Socialite Brooke Astor, heiress Huguette Clark, and actor Mickey Rooney all have an unfortunate claim in common besides being very rich and famous. They allegedly suffered as victims of abuse in their later years. So it’s not too surprising that the wealthiest investors in America are “fearful they will run into elder abuse,” said Joe Nadreau, the Head of Innovation at Wells Fargo Advisors (WFC).
Like others in the population, outliving their money is a major concern that drives financial decisions for the super rich, according the Wells Fargo’s 2015 Affluent Investor survey. The firm surveyed investors with $250,000 or more in investable assets, excluding retirement and property assets. With much of their wealth -- a median of $450,000 in stocks -- 54% of these affluent investors are worried about losing money due to the fluctuations in the market.

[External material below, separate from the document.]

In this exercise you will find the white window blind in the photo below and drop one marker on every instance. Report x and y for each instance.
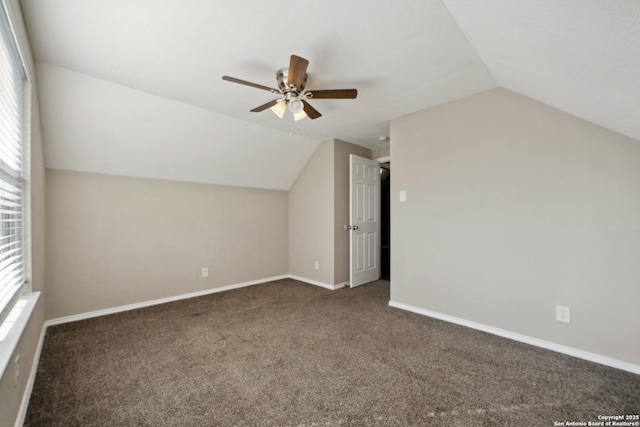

But the survey found one in five of all affluent investors are not sure how much and what positions they’re exposed in the stock market.
Avoiding an uncomfortable conversation with family members about death is also leaving many of the wealthiest unprepared for what they'll leave behind.
“Thirty percent haven’t done a wealth transfer, said Nadreau. "These folks have a considerable amount of money to not have participated in some of those steps.”
Of the most common regrets, 15% of affluent investors wished they had enjoyed their money more.
“A lot of those folks don’t have written financial plans," said Nadreau. "As a result, they’re guessing and as they approach retirement, they realize they sacrificed a lot of life because they were putting so much away."